Part of The Nature of God series.
During his New York gubernatorial campaign, Eliot Spitzer–the square-jawed crusader and former prosecutor who chased corruption on Wall Street so ferociously that people nicknamed him Eliot Ness–promised to bring ethics to Albany, New York, home of the state capital.
And because of his previous track record, many people believed he could.
But every ounce of credibility he acquired during his career evaporated the moment he was caught on a federal wiretap arranging to meet with a high-priced prostitute at a Washington hotel.
As the New York Times reported:
The idea that Gov. Eliot Spitzer…was somehow involved in a prostitution scandal was too much. New Yorkers who thought they had heard everything were, for a change, dumbfounded.
For a man who cemented his reputation with aggressive prosecution of wrong doing…who once seemed to stand above the tawdry universe of politics…who drug a whole lot of people through the mud…the hypocrisy is incredible that he’d fallen from grace in such a low-rent kind of way.
“I feel betrayed” was a common sentiment among New Yorkers.

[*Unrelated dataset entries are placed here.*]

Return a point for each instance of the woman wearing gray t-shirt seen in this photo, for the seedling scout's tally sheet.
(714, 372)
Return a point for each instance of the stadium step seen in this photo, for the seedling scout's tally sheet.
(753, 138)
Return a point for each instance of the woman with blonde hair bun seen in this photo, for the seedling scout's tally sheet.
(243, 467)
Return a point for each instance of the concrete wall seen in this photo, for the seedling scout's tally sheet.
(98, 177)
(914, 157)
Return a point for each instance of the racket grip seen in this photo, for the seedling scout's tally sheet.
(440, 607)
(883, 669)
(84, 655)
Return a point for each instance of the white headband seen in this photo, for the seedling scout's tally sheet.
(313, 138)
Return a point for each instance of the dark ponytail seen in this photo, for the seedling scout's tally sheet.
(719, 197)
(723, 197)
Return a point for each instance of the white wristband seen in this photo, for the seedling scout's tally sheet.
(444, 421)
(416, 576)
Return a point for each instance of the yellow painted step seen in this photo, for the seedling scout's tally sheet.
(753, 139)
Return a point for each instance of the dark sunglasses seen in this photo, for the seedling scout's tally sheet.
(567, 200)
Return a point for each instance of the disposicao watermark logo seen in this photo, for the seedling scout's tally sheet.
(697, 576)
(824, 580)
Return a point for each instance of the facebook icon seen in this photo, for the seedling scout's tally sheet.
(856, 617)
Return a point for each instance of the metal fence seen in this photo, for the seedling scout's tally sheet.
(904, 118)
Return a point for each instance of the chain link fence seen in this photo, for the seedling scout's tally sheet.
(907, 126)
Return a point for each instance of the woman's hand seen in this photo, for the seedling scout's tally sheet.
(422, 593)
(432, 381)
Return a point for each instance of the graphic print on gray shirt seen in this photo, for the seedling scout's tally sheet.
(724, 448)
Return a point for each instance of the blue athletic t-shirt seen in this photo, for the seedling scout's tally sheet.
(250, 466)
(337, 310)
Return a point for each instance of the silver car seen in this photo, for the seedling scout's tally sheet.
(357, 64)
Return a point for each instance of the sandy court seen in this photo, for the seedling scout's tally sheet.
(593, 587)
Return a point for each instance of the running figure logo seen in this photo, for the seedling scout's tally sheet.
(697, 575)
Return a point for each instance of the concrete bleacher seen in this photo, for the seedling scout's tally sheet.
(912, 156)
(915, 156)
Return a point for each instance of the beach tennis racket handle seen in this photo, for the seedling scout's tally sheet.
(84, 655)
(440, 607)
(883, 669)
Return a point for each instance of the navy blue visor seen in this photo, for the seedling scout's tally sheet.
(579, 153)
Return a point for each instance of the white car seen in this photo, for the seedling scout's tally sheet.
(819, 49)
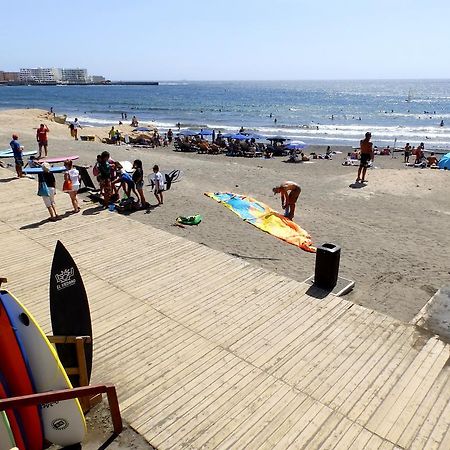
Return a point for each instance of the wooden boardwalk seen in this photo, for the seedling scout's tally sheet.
(208, 351)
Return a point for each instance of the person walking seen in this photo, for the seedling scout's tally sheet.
(18, 155)
(159, 184)
(366, 155)
(74, 128)
(290, 192)
(42, 139)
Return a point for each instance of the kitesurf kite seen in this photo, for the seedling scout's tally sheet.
(265, 218)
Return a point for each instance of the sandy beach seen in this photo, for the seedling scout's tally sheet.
(392, 231)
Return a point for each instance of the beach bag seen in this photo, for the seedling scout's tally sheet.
(43, 189)
(67, 186)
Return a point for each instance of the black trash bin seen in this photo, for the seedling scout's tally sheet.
(327, 266)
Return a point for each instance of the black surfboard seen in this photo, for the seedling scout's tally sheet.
(69, 309)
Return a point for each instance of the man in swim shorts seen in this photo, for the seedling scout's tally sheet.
(289, 194)
(42, 139)
(366, 155)
(18, 156)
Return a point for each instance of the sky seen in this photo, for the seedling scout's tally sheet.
(231, 39)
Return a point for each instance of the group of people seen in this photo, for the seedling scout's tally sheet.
(112, 177)
(419, 154)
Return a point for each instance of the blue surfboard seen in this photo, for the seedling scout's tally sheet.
(10, 154)
(31, 170)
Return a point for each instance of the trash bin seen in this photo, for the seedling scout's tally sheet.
(327, 266)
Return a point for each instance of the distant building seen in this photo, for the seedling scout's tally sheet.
(74, 76)
(39, 75)
(97, 79)
(6, 77)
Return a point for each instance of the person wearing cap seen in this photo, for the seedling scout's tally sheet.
(42, 139)
(290, 192)
(366, 155)
(18, 155)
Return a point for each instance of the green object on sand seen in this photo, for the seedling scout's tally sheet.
(190, 220)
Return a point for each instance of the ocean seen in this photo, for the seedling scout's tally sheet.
(316, 112)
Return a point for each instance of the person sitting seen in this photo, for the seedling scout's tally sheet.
(112, 135)
(432, 160)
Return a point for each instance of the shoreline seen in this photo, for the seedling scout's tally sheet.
(375, 226)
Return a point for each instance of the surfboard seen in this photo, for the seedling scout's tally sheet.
(127, 166)
(6, 437)
(15, 372)
(10, 154)
(58, 159)
(31, 170)
(62, 422)
(69, 308)
(12, 420)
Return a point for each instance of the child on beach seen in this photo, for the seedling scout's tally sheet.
(138, 178)
(73, 176)
(159, 184)
(290, 192)
(104, 177)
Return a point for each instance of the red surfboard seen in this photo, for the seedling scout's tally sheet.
(13, 422)
(14, 370)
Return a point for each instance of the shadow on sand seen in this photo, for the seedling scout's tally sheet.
(357, 185)
(44, 221)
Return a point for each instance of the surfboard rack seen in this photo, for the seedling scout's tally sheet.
(81, 369)
(66, 394)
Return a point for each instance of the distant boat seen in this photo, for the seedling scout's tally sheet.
(409, 98)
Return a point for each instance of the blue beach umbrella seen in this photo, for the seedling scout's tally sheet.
(142, 129)
(188, 133)
(205, 132)
(240, 137)
(298, 145)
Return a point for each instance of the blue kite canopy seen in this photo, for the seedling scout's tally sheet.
(444, 162)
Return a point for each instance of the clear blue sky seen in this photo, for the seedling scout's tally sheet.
(231, 39)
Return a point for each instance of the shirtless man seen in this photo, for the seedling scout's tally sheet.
(366, 155)
(289, 194)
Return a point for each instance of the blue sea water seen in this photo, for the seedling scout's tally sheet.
(317, 112)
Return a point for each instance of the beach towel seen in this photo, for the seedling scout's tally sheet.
(265, 218)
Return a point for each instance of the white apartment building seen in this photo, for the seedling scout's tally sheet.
(74, 75)
(39, 75)
(53, 75)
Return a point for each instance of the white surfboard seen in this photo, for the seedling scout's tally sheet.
(6, 437)
(63, 422)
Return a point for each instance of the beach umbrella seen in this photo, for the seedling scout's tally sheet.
(444, 162)
(188, 133)
(297, 145)
(142, 129)
(205, 132)
(239, 136)
(277, 138)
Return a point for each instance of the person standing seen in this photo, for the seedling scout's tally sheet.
(159, 184)
(72, 175)
(74, 128)
(290, 192)
(42, 139)
(407, 152)
(366, 155)
(18, 155)
(48, 179)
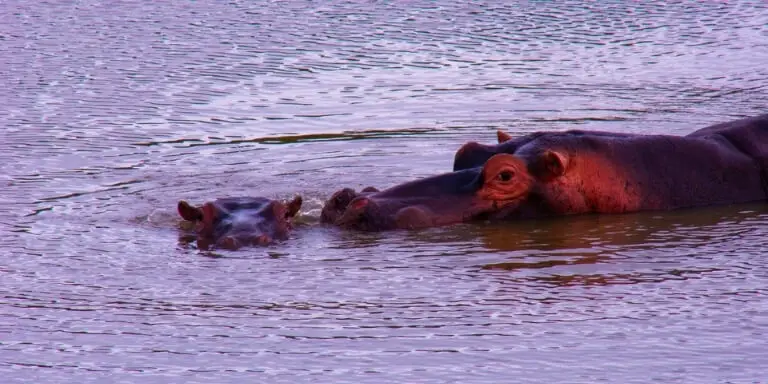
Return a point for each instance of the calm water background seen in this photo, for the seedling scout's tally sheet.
(113, 111)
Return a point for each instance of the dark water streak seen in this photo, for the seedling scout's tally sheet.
(114, 111)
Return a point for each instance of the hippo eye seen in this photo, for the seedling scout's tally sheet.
(505, 176)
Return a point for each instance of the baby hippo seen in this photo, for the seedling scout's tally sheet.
(235, 222)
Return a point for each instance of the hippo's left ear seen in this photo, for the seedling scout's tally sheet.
(503, 136)
(550, 164)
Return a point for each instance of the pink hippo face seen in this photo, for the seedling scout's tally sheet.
(235, 222)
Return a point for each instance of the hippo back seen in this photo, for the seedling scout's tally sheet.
(749, 135)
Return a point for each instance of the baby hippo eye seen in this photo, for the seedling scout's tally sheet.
(505, 175)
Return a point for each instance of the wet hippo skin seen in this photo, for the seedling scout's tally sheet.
(235, 222)
(564, 173)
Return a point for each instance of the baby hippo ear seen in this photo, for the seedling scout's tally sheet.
(503, 136)
(293, 207)
(550, 164)
(188, 212)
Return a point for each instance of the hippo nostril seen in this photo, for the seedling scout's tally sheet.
(263, 240)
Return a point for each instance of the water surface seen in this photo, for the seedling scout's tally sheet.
(114, 111)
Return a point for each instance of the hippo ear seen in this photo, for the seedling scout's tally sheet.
(503, 136)
(550, 164)
(188, 212)
(293, 207)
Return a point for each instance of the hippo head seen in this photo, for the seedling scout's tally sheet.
(240, 221)
(460, 196)
(473, 154)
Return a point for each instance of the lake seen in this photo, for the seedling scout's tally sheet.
(114, 111)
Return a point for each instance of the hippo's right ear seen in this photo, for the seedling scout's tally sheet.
(550, 164)
(502, 136)
(293, 207)
(189, 212)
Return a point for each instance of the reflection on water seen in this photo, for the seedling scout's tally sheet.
(112, 112)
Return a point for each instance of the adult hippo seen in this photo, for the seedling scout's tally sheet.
(563, 173)
(240, 221)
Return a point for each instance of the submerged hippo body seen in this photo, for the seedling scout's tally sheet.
(240, 221)
(563, 173)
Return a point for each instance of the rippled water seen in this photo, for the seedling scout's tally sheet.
(114, 111)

And it did not take long for Spitzer’s opponents to call for his resignation.
God: Perfectly Positioned to Be Our Judge
God, on the other hand, will never be called to resign. Because, even as a human, he’s never fallen from grace. Indeed, he was perfectly sinless as Jesus.

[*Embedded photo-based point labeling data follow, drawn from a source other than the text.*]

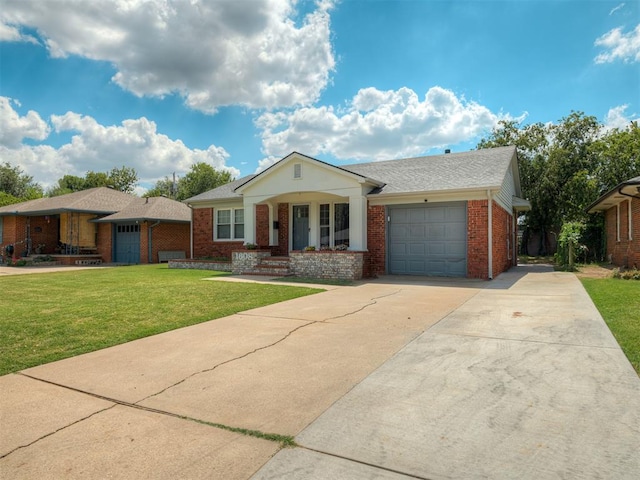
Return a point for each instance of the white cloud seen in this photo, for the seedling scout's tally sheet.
(225, 52)
(617, 118)
(14, 128)
(377, 125)
(11, 33)
(616, 8)
(619, 46)
(134, 143)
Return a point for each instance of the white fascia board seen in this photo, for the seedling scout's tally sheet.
(609, 202)
(437, 196)
(296, 157)
(222, 203)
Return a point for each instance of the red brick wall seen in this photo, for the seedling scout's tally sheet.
(104, 242)
(203, 244)
(624, 253)
(44, 231)
(502, 238)
(477, 239)
(14, 232)
(166, 236)
(375, 260)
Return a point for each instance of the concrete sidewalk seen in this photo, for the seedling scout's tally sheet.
(394, 378)
(152, 408)
(522, 381)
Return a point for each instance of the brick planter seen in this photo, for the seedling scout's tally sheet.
(217, 265)
(246, 261)
(341, 265)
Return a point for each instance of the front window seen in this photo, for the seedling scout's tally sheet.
(341, 225)
(325, 226)
(229, 224)
(334, 225)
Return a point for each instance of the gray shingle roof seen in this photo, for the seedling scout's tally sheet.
(476, 169)
(453, 171)
(152, 209)
(93, 200)
(628, 188)
(225, 191)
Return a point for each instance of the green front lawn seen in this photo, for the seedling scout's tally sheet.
(47, 317)
(619, 304)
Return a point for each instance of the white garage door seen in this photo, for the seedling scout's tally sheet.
(428, 239)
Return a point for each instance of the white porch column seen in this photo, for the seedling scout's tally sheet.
(273, 234)
(357, 222)
(249, 221)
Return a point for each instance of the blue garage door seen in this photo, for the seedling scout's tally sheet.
(428, 239)
(128, 243)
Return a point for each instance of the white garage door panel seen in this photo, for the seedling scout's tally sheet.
(428, 239)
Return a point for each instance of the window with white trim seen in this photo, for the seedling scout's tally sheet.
(618, 222)
(229, 224)
(630, 226)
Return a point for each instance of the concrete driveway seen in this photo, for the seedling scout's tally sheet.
(395, 378)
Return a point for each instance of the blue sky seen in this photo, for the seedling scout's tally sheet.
(239, 84)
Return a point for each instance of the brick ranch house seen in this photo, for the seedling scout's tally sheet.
(621, 209)
(96, 225)
(446, 215)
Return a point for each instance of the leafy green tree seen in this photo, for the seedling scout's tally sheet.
(163, 187)
(558, 171)
(200, 178)
(124, 179)
(16, 186)
(619, 156)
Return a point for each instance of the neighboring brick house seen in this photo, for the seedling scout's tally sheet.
(446, 215)
(96, 224)
(621, 209)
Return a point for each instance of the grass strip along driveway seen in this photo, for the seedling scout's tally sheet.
(52, 316)
(619, 304)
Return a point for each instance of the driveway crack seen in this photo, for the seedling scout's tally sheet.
(210, 369)
(20, 447)
(373, 301)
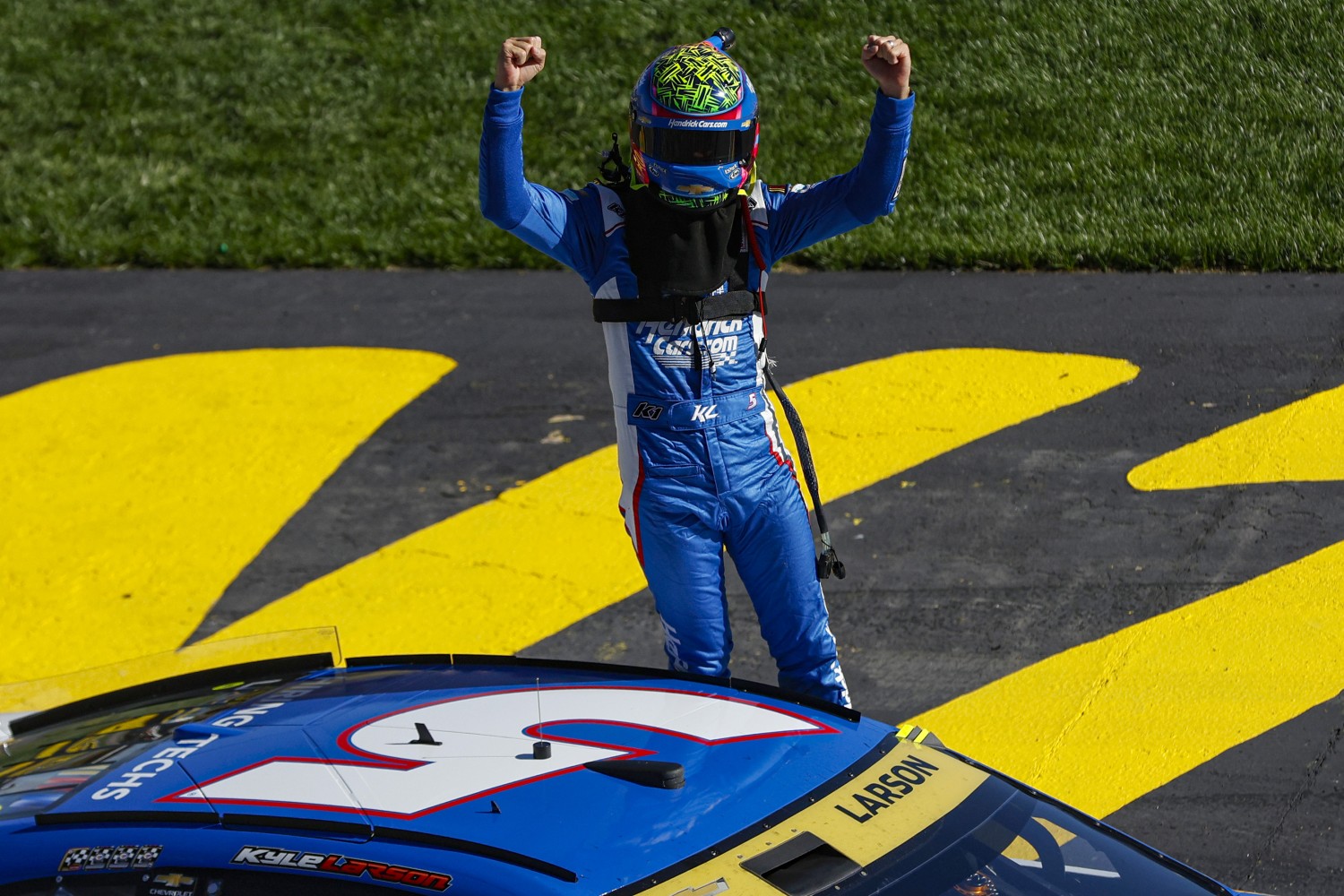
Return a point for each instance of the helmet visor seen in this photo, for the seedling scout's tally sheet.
(677, 147)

Thus, perfectly positioned to be our judge.
The biblical judge is expected to love justice and fair play. He’s expected to loath all ill treatment of one person by another.
Think about it: A corrupt judge who has no interest in seeing right triumph over wrong is, by biblical standards, a monstrosity.
Moreover, a judge who is found to be living a double life–one condemning criminals and one condoning his own crimes–deserves no such respect, honor or admiration.
He SHOULD resign.
However, the judge of the Bible displays 4 characteristics that make Him an impeccable author of justice–and a being far above any charges of corruption or grounds of impeachment:
1. The judge is a person with authority.
He is both the Lawgiver and the Judge. That’s God’s nature.
2. The judge is a person identified with what is good and right.
The Bible leaves us in no doubt that God loves righteousness and hates iniquity and that the ideal of a judge wholly identified with what is good and right is perfectly fulfilled in Jesus.
3. The judge is a person of wisdom, to discern truth.
There is no jury: it his responsibility alone to question, and cross examine. When the Bible pictures God judging it pictures him as a searcher of men’s hearts and the finder of facts. Nothing can escape him. We may fool men, but we cannot fool God. He knows us, and judges us, as we are.
4. Finally, the judge is a person of power to execute sentence.
God is his own executioner. Always potent. Always mighty. As he legislates and sentences, so he punishes. All judicial functions pour into him.